The exhibition consists of two interwoven layers: photographs by Armin Linke, and archival documentation, exposing the research narratives and preservation strategies.
Armin Linke’s work poses a larger question of the nature of images. Today, as photography has become much more than a mere representation of reality, but an ambiguous reality onto its own, the exhibition maintains an attitude critical towards the image as a sublayer. Intending to avoid the clichés formed during the last 15 years in the representation of Soviet modernism, whereby the modernist buildings are portrayed out of context, and glorified as remnants of an exotic, remote and extinguished culture, Armin Linke’s photographs aim – rather than immortalizing the passing beauty of Tashkent modernism – to highlight its contemporary value, at times intrinsic and at times acquired. Similarly to Agamben’s contemporaneity, defined as the “relationship with (own) time that adheres to it through a displacement and an anachronism”, these buildings, built between 1960s and early 1990s, are seen as powerful metaphors to reinterpret the present day Tashkent.
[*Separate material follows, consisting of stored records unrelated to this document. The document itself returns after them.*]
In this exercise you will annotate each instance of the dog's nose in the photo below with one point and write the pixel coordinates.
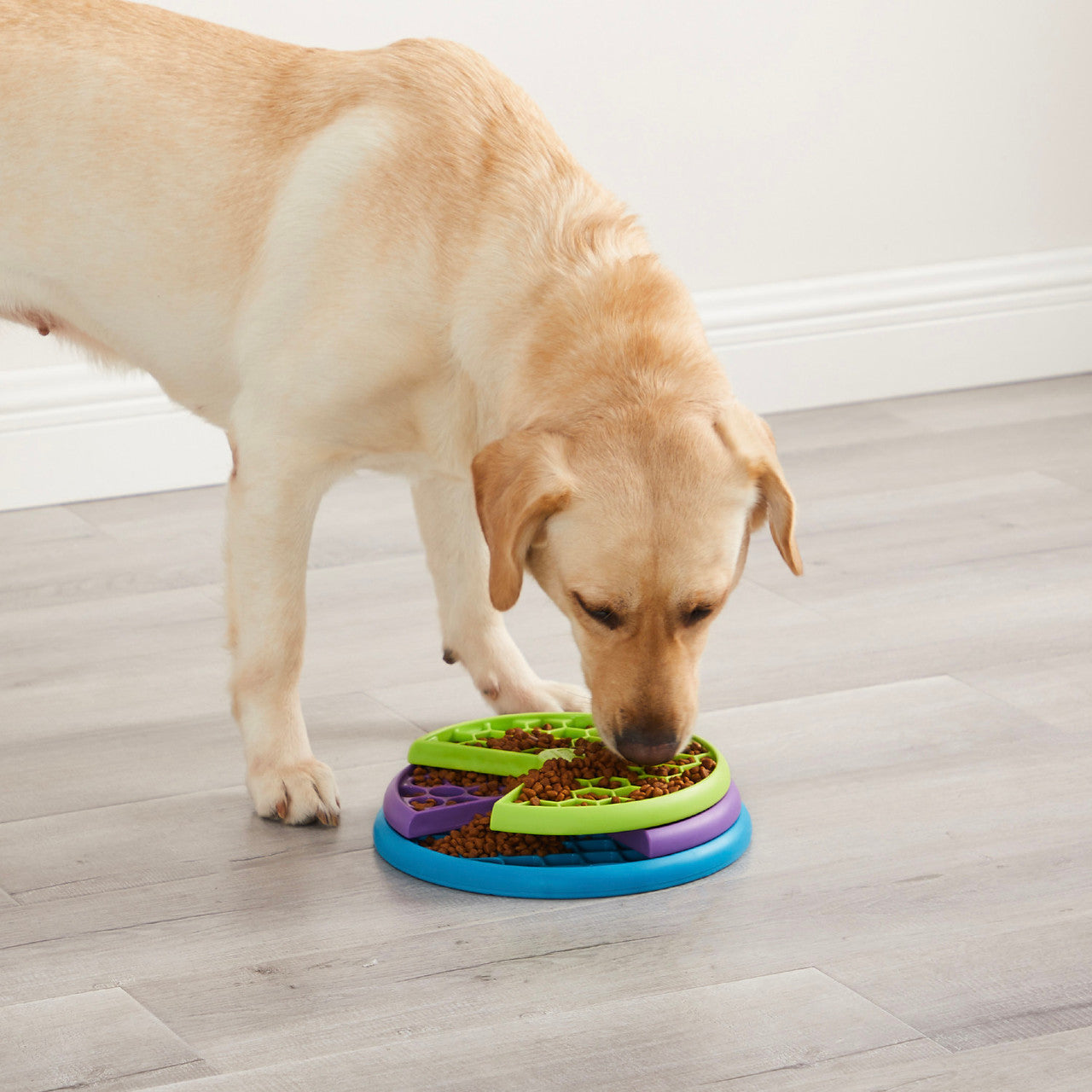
(647, 746)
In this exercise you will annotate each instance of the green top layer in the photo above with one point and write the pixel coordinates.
(463, 747)
(591, 810)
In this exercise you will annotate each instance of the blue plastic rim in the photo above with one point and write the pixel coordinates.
(595, 867)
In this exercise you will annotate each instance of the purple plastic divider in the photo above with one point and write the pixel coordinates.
(686, 834)
(455, 806)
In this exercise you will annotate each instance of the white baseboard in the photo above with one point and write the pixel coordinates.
(897, 332)
(70, 433)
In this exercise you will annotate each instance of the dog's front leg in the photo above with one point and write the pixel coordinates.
(273, 496)
(474, 634)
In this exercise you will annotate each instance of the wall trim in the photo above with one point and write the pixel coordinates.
(73, 433)
(863, 301)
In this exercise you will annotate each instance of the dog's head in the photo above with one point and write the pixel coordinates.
(636, 526)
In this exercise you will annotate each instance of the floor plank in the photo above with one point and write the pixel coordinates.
(90, 1040)
(1060, 1063)
(908, 725)
(685, 1037)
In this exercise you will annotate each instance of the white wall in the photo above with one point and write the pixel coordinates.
(770, 142)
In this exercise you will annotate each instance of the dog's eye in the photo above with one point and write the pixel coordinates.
(603, 615)
(697, 615)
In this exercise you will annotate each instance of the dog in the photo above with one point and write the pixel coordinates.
(388, 259)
The archive includes fragments of research materials, analytical and preservation processes. Departing from a specific building, it articulates the key themes for understanding Soviet modernism: the relationship between the center and the periphery; the role of institutions; typological, technological and materials experimentation; the competition between republics; the ideology, the orientalism, post-independence transformations and the contemporary condition. The archive also elucidates the repertoire of preservation strategies that have been developed specifically for Tashkent.
The first step in implementing the preservation effort is to assure the protection of selected buildings through including them in the national list of monuments and describing their significance. Likewise the preservation and modernization of one of the studied buildings – the former Republican House of Tourism to become the new French Center and Center for Restoration of Art – will soon enter the construction phase. Finally, the Cultural (Modernist) route, connecting the city’s modernist buildings, will be developed as a thematic intervention and will start operating through a mobile app.
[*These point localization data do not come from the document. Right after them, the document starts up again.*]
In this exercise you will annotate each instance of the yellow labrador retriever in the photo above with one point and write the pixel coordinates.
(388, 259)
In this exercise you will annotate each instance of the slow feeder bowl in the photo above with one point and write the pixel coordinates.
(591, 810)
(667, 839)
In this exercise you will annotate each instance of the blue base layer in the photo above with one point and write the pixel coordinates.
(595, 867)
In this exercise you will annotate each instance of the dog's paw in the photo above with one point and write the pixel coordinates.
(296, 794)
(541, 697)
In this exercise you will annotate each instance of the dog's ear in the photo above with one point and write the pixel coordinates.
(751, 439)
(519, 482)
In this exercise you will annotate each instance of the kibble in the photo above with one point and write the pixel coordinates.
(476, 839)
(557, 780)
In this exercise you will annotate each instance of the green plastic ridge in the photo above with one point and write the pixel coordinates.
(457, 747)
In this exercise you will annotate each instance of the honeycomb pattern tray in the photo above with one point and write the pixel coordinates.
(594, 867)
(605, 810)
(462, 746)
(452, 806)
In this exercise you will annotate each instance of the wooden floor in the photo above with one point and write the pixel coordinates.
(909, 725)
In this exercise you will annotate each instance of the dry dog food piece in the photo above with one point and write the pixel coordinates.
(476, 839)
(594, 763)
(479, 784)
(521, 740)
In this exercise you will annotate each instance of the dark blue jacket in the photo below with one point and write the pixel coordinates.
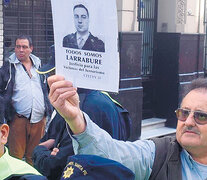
(7, 80)
(100, 109)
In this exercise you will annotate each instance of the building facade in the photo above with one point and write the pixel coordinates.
(162, 48)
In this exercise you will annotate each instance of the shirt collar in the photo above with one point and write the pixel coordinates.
(85, 37)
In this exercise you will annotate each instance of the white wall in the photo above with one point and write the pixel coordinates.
(185, 16)
(127, 15)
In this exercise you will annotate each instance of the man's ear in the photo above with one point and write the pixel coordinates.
(4, 128)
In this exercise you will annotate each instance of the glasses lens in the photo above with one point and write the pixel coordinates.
(200, 117)
(182, 114)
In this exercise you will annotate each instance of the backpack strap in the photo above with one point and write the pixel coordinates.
(111, 98)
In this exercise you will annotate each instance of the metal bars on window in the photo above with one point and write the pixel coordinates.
(146, 19)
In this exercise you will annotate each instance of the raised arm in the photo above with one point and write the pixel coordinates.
(64, 97)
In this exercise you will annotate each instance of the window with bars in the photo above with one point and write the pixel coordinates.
(30, 17)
The vast research and theoretical efforts were crucial for the process, the result of which we will see already at the end of 2023 as a pedestrian route through the most important modernism buildings, created for Tashkent citizens and guests, and later – in the buildings that are being preserved, restored and given new function to by the world's best architects.
— Gayane Umerova, Executive Director of the Art and Culture Development Foundation of Uzbekistan
The project that ACDF, Ekaterina Golovatyuk and the project team introduce at the Triennale is a unique effort to combine political, social and esthetic considerations in a single, comprehensive and new approach to the notion of preservation.
Instead of focusing on individual structures, the aim of this impressive work is to establish a new validity for an architecture that was highly ideological in its own time, and to resist the current temptation to project simplistic contemporary values on artifacts from a complex, relatively recent, past.
— Rem Koolhaas
After decades of worldwide neglect, today there is an understanding that modernism is not only a valid part of our common history as the architecture that preceded it, but also a very important movement that generated many innovative ideas, buildings and visions for the city as a whole. Modernist architecture is recognized today as a unique artistic, cultural and social phenomenon that can most adequately reveal the specific character of modernization of Soviet Central Asia.
— Ekaterina Golovatyuk, architect, co-founder and director of Grace, coordinator of Modernism XX/XXI project
Tashkent’s modernist buildings still communicate the social and cultural agenda of the past. At the same time they are also extremely contemporary. These buildings are very sculptural, with rather elaborate surfaces — their external and internal skins —functioning as a scenography for a larger social script.
— Armin Linke, photographer and filmmaker
The public program of Tashkent Modernism. Index expands on key topics raised by the exhibition through a series of conversations and lectures. Among these, on April 19, a public talk with Gayane Umerova, Rem Koolhaas and Jean-Louis Cohen, moderated by Ekaterina Golovatyuk, addressing the key points of the research and preservation effort.